GDS and HM Courts and Tribunals Service to set up digital presence in the second city as region plans to become ‘the UK’s number one hub for public sector digital services’
Credit: Joe Giddens/PA Archive/Press Association Images
The Government Digital Service has picked Birmingham as the latest site for its GDS Academy.
The location – which will operate as a “pop-up” – will, over the coming weeks, provide “a series of courses” for civil servants in digital roles. It will also offer training for government workers from other disciplines who are interested in moving into the digital, data, and technology (DDaT) space.
The site will temporarily join the academy’s existing facilities in Leeds, London, Manchester, and Newcastle.
Last year, GDS also ran a pop-up outpost in Edinburgh, following which it collaborated with the Scottish Government to permanently establish the Scottish Digital Academy. The two entities now jointly run the training service, which offers courses in Edinburgh and Glasgow.
The expansion into Birmingham was revealed during the day-long Public Sector Digital Midlands event that took place yesterday in the city centre.
- West Midlands seeks chief digital officer
- One year on, have the metro mayors delivered digital devolution?
- Digital Catapult to help West Midland public sector organisations improve data sharing
Also announced there was the creation by HM Courts and Tribunal Service of a West Midlands Digital Hub, where up to 100 DDaT professionals will be based. The move is part of HMCTS’s ongoing modernisation programme, which includes a number of projects to promote or implement the use of digital justice tools.
West Midlands mayor Andy Street claimed that the event took place “only at the beginning of an even greater period of digital transformation that will take place in our region”.
He pointed to the West Midlands being recently chosen by the government as the site for the UK’s first 5G test bed site to incorporate multiple cities. The mayor also cited the ongoing UrbanChallenge programme, in which tech start-ups are invited to propose solutions to public sector service delivery challenges.
“Further expansion from public sector digital teams here confirm the region as the heart of public sector digital services and skills,” Street added.

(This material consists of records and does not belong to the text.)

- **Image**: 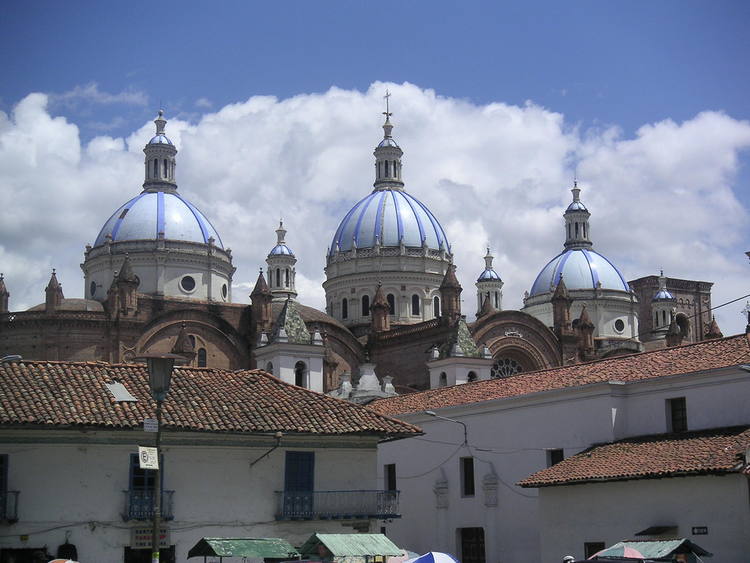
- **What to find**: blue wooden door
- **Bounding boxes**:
[284,452,315,518]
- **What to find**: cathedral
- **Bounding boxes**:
[0,107,721,396]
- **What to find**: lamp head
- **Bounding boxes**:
[136,354,185,401]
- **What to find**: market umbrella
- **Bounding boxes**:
[589,542,646,559]
[405,551,461,563]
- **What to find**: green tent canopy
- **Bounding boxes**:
[299,534,401,559]
[188,538,299,559]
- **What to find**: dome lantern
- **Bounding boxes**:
[143,109,177,192]
[563,181,593,248]
[373,90,404,191]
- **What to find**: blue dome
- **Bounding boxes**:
[268,244,294,256]
[477,270,500,281]
[330,189,450,254]
[651,289,674,301]
[94,192,224,248]
[530,248,630,297]
[565,201,588,213]
[148,135,174,145]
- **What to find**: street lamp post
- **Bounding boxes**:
[424,411,469,446]
[138,354,184,563]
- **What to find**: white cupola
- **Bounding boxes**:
[563,181,593,248]
[266,220,297,301]
[476,246,503,317]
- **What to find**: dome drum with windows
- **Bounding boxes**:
[323,102,451,326]
[82,111,234,302]
[523,183,638,339]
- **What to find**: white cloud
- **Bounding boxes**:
[50,82,148,106]
[0,83,750,333]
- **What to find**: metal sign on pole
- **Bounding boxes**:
[143,418,159,432]
[138,446,159,469]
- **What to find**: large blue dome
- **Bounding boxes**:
[330,189,450,254]
[94,191,224,249]
[530,248,630,297]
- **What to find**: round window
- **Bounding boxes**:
[180,276,195,293]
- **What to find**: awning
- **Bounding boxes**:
[188,538,299,559]
[299,534,401,558]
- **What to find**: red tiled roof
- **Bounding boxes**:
[0,361,420,438]
[518,426,750,487]
[368,334,750,416]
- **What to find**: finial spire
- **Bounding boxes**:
[154,109,167,135]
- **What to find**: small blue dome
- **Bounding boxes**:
[148,135,174,145]
[529,248,630,297]
[565,201,588,213]
[651,289,674,301]
[330,189,450,254]
[477,270,500,281]
[94,192,224,249]
[268,244,294,256]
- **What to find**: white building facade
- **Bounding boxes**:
[371,335,750,563]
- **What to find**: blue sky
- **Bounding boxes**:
[0,1,750,137]
[0,0,750,332]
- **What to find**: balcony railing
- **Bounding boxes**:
[276,491,401,520]
[122,490,174,521]
[0,491,18,524]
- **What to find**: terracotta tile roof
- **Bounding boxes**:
[0,361,419,438]
[518,426,750,487]
[368,334,750,416]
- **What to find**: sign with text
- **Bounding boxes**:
[130,526,169,549]
[143,418,159,432]
[138,446,159,469]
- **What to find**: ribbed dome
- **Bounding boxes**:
[477,270,500,281]
[330,189,450,254]
[530,248,630,297]
[94,192,224,249]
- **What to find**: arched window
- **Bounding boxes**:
[294,362,307,387]
[490,358,523,377]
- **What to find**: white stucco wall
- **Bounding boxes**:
[539,474,750,563]
[0,432,378,563]
[378,368,750,563]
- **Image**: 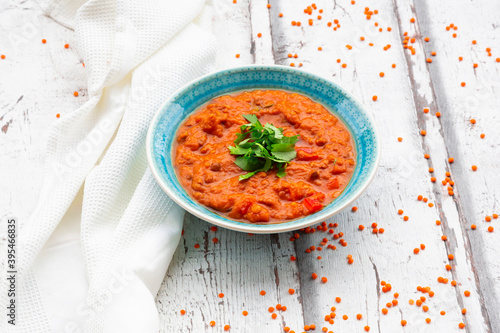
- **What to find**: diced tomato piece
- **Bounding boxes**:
[303,198,323,213]
[326,178,340,190]
[240,201,253,215]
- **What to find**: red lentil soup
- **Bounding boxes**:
[173,90,355,223]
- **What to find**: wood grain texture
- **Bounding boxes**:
[0,0,500,332]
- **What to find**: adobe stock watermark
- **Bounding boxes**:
[51,58,172,180]
[64,268,137,333]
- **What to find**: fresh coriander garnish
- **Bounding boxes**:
[229,114,299,180]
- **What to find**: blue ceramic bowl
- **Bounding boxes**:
[146,66,380,233]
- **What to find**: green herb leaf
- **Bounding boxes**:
[272,149,297,162]
[234,156,265,171]
[228,114,299,181]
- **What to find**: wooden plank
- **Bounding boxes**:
[408,1,500,332]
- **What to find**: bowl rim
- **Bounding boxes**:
[146,64,381,234]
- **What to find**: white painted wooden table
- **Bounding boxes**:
[0,0,500,333]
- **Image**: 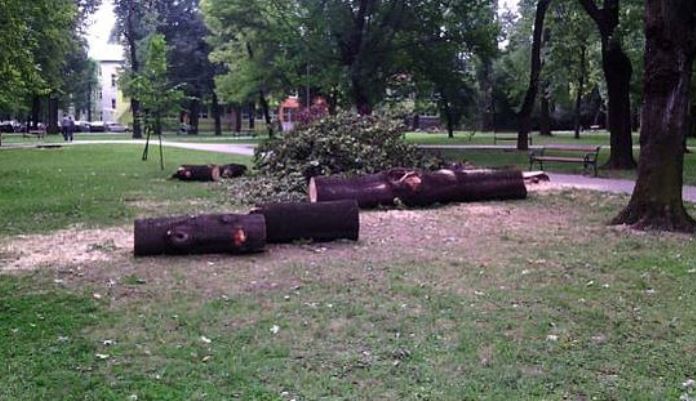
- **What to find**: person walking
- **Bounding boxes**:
[60,115,70,142]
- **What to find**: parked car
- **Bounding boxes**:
[105,121,128,132]
[75,120,90,132]
[89,121,106,132]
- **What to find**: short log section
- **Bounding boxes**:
[309,169,527,208]
[172,164,221,181]
[252,199,360,243]
[133,214,266,256]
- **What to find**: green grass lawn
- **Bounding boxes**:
[0,192,696,401]
[0,145,249,235]
[0,145,696,401]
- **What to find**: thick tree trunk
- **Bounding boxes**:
[252,200,360,243]
[479,59,497,132]
[309,169,527,208]
[234,106,242,133]
[580,0,636,170]
[172,164,221,181]
[133,214,266,256]
[189,97,201,135]
[574,43,587,139]
[125,0,143,139]
[259,90,273,139]
[517,0,551,150]
[602,43,636,170]
[213,92,222,136]
[28,95,41,129]
[539,90,553,136]
[249,102,256,131]
[220,163,247,178]
[613,0,696,232]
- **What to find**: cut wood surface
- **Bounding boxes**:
[252,199,360,243]
[309,169,527,208]
[172,164,220,181]
[220,163,247,178]
[134,214,266,256]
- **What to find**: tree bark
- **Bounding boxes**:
[27,95,41,129]
[613,0,696,232]
[579,0,636,170]
[189,96,201,135]
[125,0,143,139]
[517,0,551,150]
[309,169,527,208]
[172,164,221,181]
[213,92,222,136]
[220,163,247,178]
[46,94,59,134]
[252,200,360,243]
[133,214,266,256]
[479,59,497,132]
[574,43,587,139]
[249,102,256,131]
[259,89,273,139]
[539,88,553,136]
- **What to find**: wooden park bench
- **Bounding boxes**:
[529,145,602,177]
[493,132,533,145]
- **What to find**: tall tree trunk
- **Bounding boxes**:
[517,0,551,150]
[249,102,256,131]
[579,0,636,170]
[613,0,696,232]
[30,95,41,129]
[189,96,201,135]
[539,89,553,136]
[259,89,273,139]
[125,0,143,139]
[213,92,222,136]
[234,106,242,133]
[479,59,495,132]
[574,43,587,139]
[46,94,58,134]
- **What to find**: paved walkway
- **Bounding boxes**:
[547,173,696,203]
[0,139,255,156]
[5,139,696,203]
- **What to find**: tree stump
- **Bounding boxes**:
[252,199,360,243]
[309,169,527,208]
[172,164,220,181]
[220,163,247,178]
[134,214,266,256]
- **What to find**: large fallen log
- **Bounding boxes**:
[172,164,220,181]
[220,163,247,178]
[252,199,360,243]
[309,169,527,208]
[309,172,396,209]
[133,214,266,256]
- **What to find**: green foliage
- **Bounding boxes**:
[121,33,183,134]
[231,112,437,202]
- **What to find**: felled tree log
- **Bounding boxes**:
[172,164,220,181]
[309,173,396,209]
[134,214,266,256]
[220,163,247,178]
[252,199,360,243]
[309,169,527,208]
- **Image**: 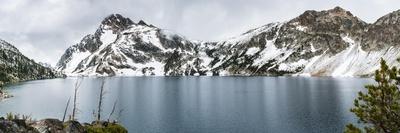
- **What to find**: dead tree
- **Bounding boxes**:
[108,100,117,122]
[63,97,71,122]
[72,78,82,121]
[97,79,105,121]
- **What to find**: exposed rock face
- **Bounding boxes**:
[0,39,62,86]
[361,10,400,51]
[58,7,400,76]
[0,117,128,133]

Public Sector Digital Midlands was led by Jane Fallon, head of digital at the Office of the Public Guardian. The event also saw the announcement of an intended “blueprint” for the public sector’s use of digital platforms and services across the region. The plan will look at how the implementation of digital technologies and collaboration between organisations – including local and central government, academic institutions, and suppliers – could be improved across the West Midlands.
“Through this blueprint, we want to position the Midlands as the UK’s number one hub for public sector digital services,” Fallon said. “And, importantly, we want to highlight the shared vision from teams across the Midlands and beyond, to collaborate more closely, in order to deliver the very best services using the very best technical expertise. The Midlands is well positioned to bring digital teams together and break down barriers between central and local government. I look forward to seeing how this action plan progresses.”